Tomato consumption can modulate risk for keratinocyte carcinomas. - GreenMedInfo Summary
Tomatoes protect against development of UV-induced keratinocyte carcinoma via metabolomic alterations.
Sci Rep. 2017 Jul 11 ;7(1):5106. Epub 2017 Jul 11. PMID: 28698610
Jessica L Cooperstone
Prolonged tomato consumption can mitigate ultraviolet (UV) light induced sunburn via unknown mechanisms. Dietary carotenoids distributed to skin are hypothesized to protect skin against UV-induced damage, although other phytochemicals may play a role. We hypothesize that tomato consumption would protect against skin cancer. SKH-1 hairless and immunocompetent mice (n = 180) were fed AIN-93G or AIN-93G + 10% tangerine or red tomato powder for 35 weeks. From weeks 11-20, mice (n = 120) were exposed to 2240 J/m(2) UV-B light, 3x/week, and tumors were tracked weekly.

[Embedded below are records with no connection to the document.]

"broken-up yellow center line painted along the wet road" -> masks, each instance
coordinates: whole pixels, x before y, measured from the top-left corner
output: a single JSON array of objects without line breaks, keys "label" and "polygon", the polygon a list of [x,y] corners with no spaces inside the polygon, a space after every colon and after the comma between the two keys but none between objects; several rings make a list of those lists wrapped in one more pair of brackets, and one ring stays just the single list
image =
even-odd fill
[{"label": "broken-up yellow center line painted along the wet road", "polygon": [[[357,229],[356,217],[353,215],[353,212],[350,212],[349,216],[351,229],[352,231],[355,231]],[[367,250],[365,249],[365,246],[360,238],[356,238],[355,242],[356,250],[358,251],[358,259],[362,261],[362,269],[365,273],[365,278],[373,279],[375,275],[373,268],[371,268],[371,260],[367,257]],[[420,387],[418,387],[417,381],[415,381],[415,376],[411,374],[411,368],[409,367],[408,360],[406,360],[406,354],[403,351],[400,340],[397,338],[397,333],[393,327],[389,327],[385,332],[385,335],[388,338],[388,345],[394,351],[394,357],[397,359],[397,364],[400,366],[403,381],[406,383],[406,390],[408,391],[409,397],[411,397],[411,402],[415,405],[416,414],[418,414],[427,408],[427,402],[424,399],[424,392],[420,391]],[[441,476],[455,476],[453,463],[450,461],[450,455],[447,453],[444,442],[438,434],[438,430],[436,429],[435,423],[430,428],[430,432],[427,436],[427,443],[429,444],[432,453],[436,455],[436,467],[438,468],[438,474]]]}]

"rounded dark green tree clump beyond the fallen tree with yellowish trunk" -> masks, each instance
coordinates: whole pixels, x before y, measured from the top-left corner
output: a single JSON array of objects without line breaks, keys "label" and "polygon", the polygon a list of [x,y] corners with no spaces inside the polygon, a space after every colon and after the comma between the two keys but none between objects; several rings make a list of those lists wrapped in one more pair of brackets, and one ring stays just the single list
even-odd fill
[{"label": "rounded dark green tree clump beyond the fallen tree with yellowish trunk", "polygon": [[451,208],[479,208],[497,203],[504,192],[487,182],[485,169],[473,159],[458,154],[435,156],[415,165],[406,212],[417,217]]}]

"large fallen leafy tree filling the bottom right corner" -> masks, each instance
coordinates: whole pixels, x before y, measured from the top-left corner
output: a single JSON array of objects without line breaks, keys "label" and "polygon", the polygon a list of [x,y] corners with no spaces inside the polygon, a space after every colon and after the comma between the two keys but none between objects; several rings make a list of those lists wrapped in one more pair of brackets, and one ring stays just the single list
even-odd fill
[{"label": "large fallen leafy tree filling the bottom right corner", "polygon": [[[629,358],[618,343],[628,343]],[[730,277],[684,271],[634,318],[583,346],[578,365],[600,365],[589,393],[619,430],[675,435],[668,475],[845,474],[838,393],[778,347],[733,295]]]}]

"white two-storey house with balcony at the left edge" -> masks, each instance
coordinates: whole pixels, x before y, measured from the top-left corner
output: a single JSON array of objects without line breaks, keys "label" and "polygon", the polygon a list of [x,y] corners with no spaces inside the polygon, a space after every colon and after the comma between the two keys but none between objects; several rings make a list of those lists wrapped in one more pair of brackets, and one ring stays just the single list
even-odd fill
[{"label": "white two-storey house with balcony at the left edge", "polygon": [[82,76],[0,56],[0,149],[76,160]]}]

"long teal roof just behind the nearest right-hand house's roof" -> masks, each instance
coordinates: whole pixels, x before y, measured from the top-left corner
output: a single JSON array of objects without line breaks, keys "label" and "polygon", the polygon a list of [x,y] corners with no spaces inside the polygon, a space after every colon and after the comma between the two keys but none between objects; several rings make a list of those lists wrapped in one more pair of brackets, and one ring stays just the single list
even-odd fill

Control mice were fed the same diets but not exposed to UV. Tumor number was significantly lower in male mice consuming red tomato diets (1.73 ± 0.50, P = 0.015) or pooled tomato diets (2.03 ± 0.45, P = 0.017) compared to controls (4.04 ± 0.65). Carotenoid levels in plasma and skin were quantitated, with total lycopene higher in skin of tangerine fed animals despite a lower dose. Metabolomic analyses elucidated compounds derived from tomato glycoalkaloids (including tomatidine and hydroxylated-tomatidine) as significantly different metabolites in skin after tomato exposure. Here, we describe that tomato consumption can modulate risk for keratinocyte carcinomas; however, the role of the newly identified specific phytochemicals possibly responsible for this action require further investigation.